MICHI: You’re remembering it correctly, I believe the – I believe the comment was how, because women talk about being harassed in gaming, and because they talk about their negative experiences in gaming, that’s what’s scaring women away from gaming. It’s not that there’s harassment and sexual harassment in gaming, and that women get subjected to an enormous amount of crap more than men do, and a different kind of crap than men do in gaming, that’s the problem. It’s that women talk about how they’re subjected to that kind of thing in gaming, and that’s why other women are scared away from gaming, and they’re giving gaming a bad name by talking about it, the implication being, they shouldn’t talk about it and stop giving gaming a bad name. And so –
DAWN: I think we wondered if she was a troll.

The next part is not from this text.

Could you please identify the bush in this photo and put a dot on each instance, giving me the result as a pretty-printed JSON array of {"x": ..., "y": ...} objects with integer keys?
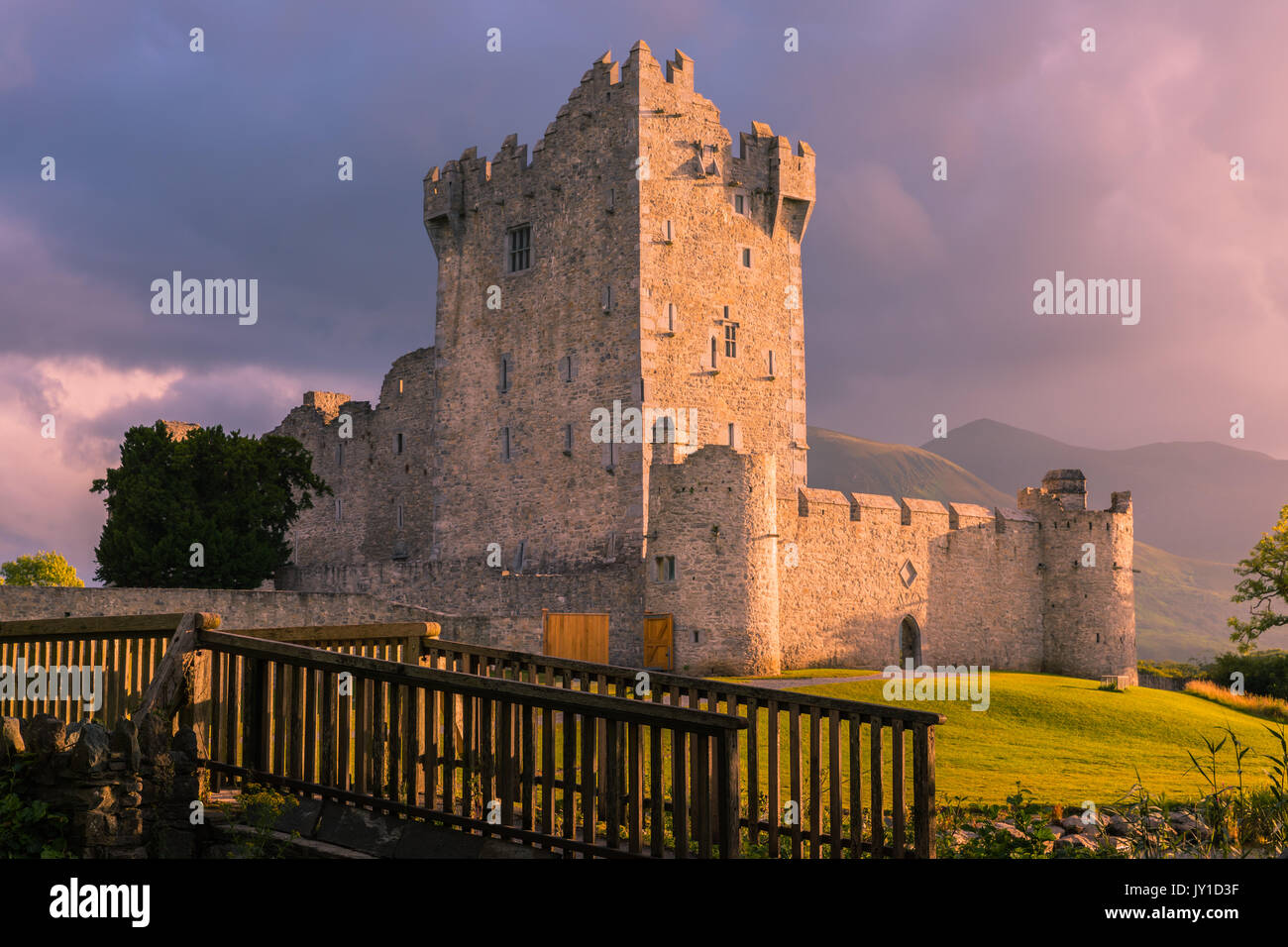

JEFF: She was just, and I want to be clear, like –
MICHI: No, no, no! She’s serious, she really believes this kind of thing, and so do a lot of women. I used to believe that kind of thing. I used to think that the problem was, that women were not tough enough –
JEFF: And hang on, before you get too deep into it, I just want to be clear though, I think that people are entitled to their viewpoints and opinions, and I think that we’re doing a good job of kind of refuting that with our own opinions, but I just want to make it clear that, it’s like, you can have your own viewpoints.

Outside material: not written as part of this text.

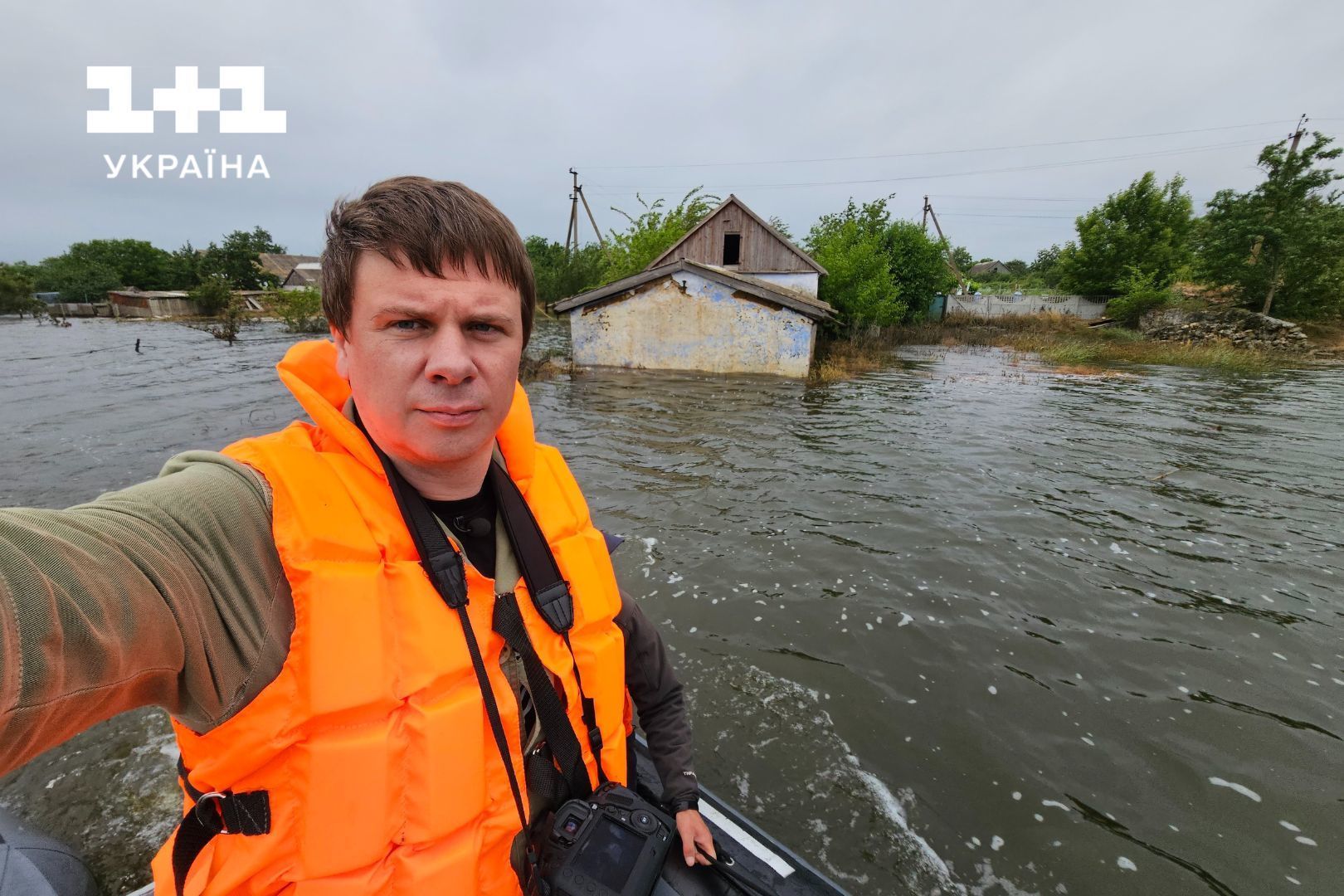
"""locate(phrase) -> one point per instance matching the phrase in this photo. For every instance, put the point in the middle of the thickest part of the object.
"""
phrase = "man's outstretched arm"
(168, 592)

LAURA: And I just want to say that Karlyn, you admitted that you’ve done some gatekeeping. So has Michi. I probably have at some time.
MICHI: We all have, probably.
JEFF: People are at different phases.
LAURA: And I understand that people are in different phases. And while, you know, deep down I’m like, “You need to be out of that phase right now!” Realistically I know that that’s not going to happen, and that all we can do is civilly talk to each other and try to work this out. And just because I tell someone that you’re saying something that’s sexist or you’re being misogynist or you’re kind of displaying gatekeeping behaviors, does not mean that you ARE sexist, ARE misogynist, or ARE a gatekeeper. What I’m saying is, this is what you’re doing, it’s not defining who you are. You can overcome that.

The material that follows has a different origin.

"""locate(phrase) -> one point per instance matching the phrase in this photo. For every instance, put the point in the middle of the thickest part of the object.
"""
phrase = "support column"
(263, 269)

JEFF: And that’s part of the progressive movement of any type of situation like this. It’s like, you’re not going to flip the switch overnight. And if you did, it would probably be problematic, right? If they freed the slaves and just put them in the post office right after that, shit would be bad, right? [laughter]
DAWN: That’s the example you’re going to go with?
LAURA: You just did not say that.
KARLYN: That was not your best example, Jeff.
ERIN: So that happened.
ERIN: Word of the day.
MICHI: The problem is, with a lot of this women-versus-women, with the fake geek girl thing, what it comes down to is that it’s pitting women against women when the problem really is sexism and misogyny in geek culture. It’s not other women being fake geeks that’s the problem. The real problem is sexism and misogyny of which the fake geek girl phenomenon is a manifestation, and that’s why we really want to talk about it.
JEFF: And we could talk about this forever and ever and ever, but unfortunately we’ve got to wrap it up. I want to thank you guys for joining us. It was a really, really, really good conversation. Looking forward to the panel, “Exorcising the Spectre of the Fake Geek Girl.” That is on . . .
MICHI: Sunday, April 28th, at 12:15 – 1:15 in room W473 at McCormick Place.
JEFF: And if you haven’t bought your tickets to C2E2, you can buy them on chicagonerds.com, just click the little banner so we get a little swag points for that. Michi, Laura, Dawn, Erin, Karlyn, Jen, thanks for joining us. We will put links to where you can find them all in the show notes.
MICHI: Thanks so much for having us.
LAURA, ERIN, DAWN, KARLYN, JEN: Thank you.